The file names follow a specific pattern. Files sheduling tasks to woker (i.e. child) processes follow the pattern .pid<ProcessID>_pool<PoolNumber>_task<TaskNumber>_args_uuid_<UUID>.pkl if they contain non-keyword arguments (args) or .pid<ProcessID>_pool<PoolNumber>_task<TaskNumber>_kwargs_uuid_<UUID>.pkl if they contain keyword arguments (kwargs). Files which are sent back from the worker processes to the parent process follow the pattern .pid<ProcessID>_pool<PoolNumber>_task<TaskNumber>_result_uuid_<UUID>.pkl. Files are deleted automatically after use. You might only have to clean up your working directory if the program crashes during execution. Note that the leading dot . marks the files hidden on Unix systems. To show them, you have to invoke ls -a.

This process pool was only implemented to circumvent the above mentioned issue and has therefore only a very basic functionality, not comparable with the sophisticated functionality of the built-in multiprocessing.pool.Pool.

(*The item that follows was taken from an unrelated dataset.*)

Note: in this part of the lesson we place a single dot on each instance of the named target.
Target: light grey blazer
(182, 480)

Initialize a pool of worker processes.

Parameters:
  • nprocs (int) – The number of worker processes to use, i.e. the number of child processes to spawn. If None (default), the number worker processes is inferred from mdtools.run_time_info.get_num_CPUs().

  • parse_file (bool, optional) – If True (default), send data between processes in files as described above instead of piping them. This option sets the global behaviour of the pool. It can also be set indivudially for each task submitted to the pool (see submit_task()).

Methods

close

Close the process pool.

get_results

Get the results of all tasks that have not been collected, yet.

join

Wait for the worker processes to exit.

n_tasks_done

Get the total number of done tasks.

n_tasks_submitted

Get the total number of tasks submitted to the pool.

submit_task

Submit a task to the process pool.

terminate

Terminate the process pool.

close()[source]

Close the process pool.

Prevents any more tasks from being submitted to the pool. Once all the tasks have been completed, the worker processes will exit. You should collect your result with get_results() first, because also the result Queue will be closed.

get_results()[source]

Get the results of all tasks that have not been collected, yet.

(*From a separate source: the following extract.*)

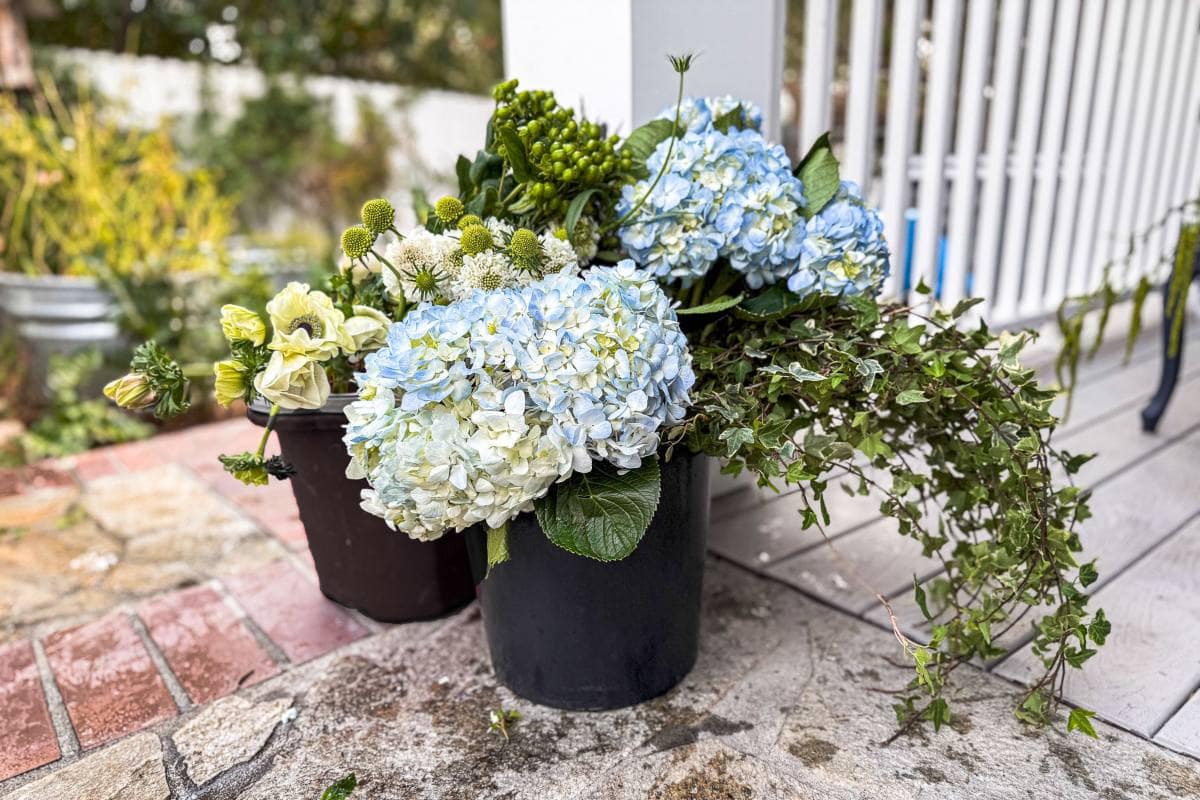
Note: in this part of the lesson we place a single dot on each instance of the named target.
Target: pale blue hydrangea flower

This method blocks until all undone tasks are done and their results are fetched. Results are returned in the order of task submission (FIFO: first in, first out).

Returns:

results (tuple) – A tuple of all collected results.

join()[source]

Wait for the worker processes to exit.

One should call close() or terminate() before using join(). If join() is called without calling close() or terminate() before, close() will be called internally before join().

n_tasks_done()[source]

Get the total number of done tasks.

Returns:

_ntasks_done (int) – The total number of already finished tasks.

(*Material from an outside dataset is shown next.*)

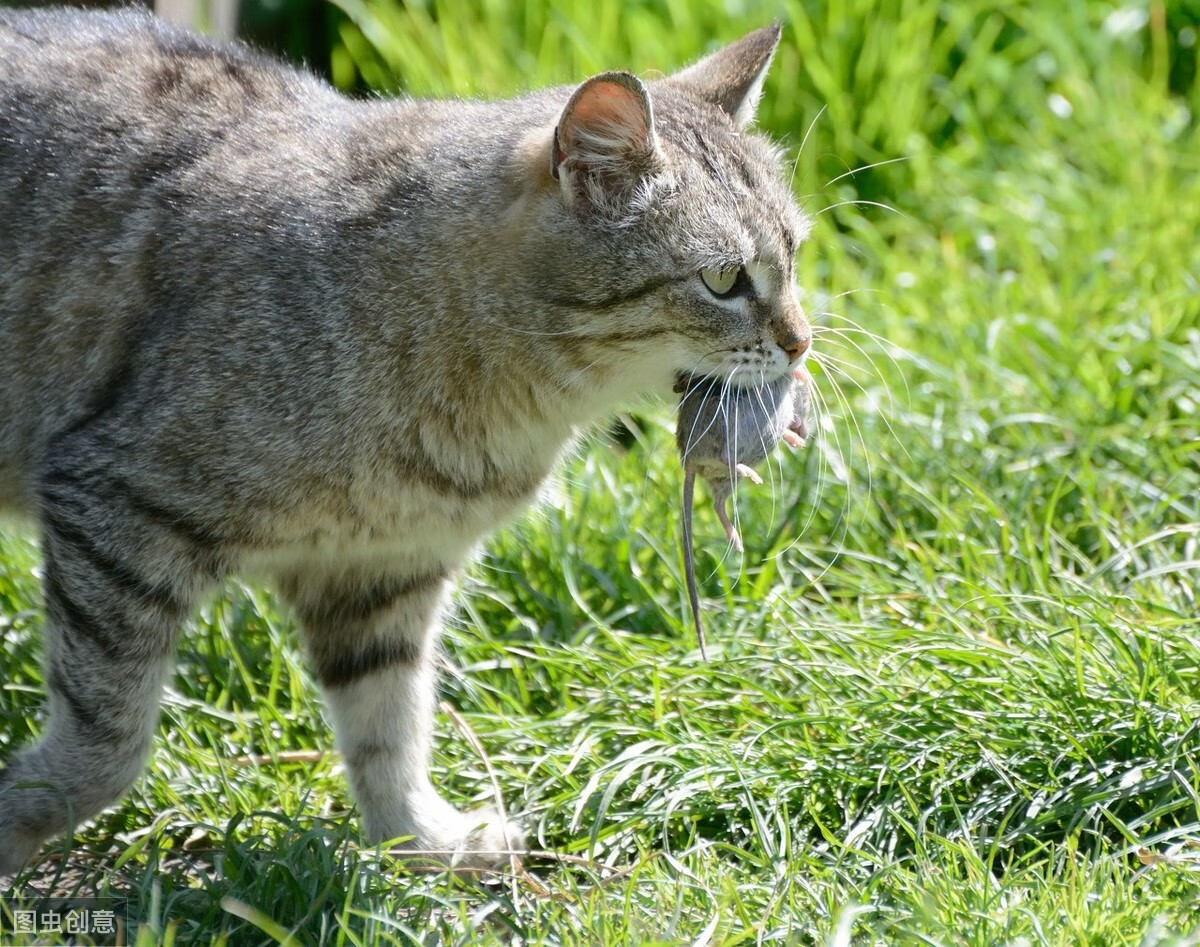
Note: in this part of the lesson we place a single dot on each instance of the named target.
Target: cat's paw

n_tasks_submitted()[source]

Get the total number of tasks submitted to the pool.

Returns:

_tasknum (int) – The total number of tasks submitted to the pool (including already finished tasks).

submit_task(func, args=(), kwargs={}, parse_file=None)[source]

Submit a task to the process pool. The task will start as soon as a free worker (child) process is available.

Parameters:
  • func (function) – The function to execute.

  • args (tuple) – Non-keyword arguments to parse to func.

  • kwargs (dict) – Keyword arguments to parse to func.

  • parse_file (bool) – If True, send data between processes in files as described above. The default (None) is to infer the behaviour from the parse_file argument that was used for the construction of this ProcessPool.

Returns:

_tasknum (int) – The number assigned to the submitted task. Tasks are numberd sequentially according to their submission time (the first submitted task gets number 0).

terminate()[source]

Terminate the process pool.

Stops the worker processes immediately without completing outstanding work. When the pool object is garbage collected terminate() will be called.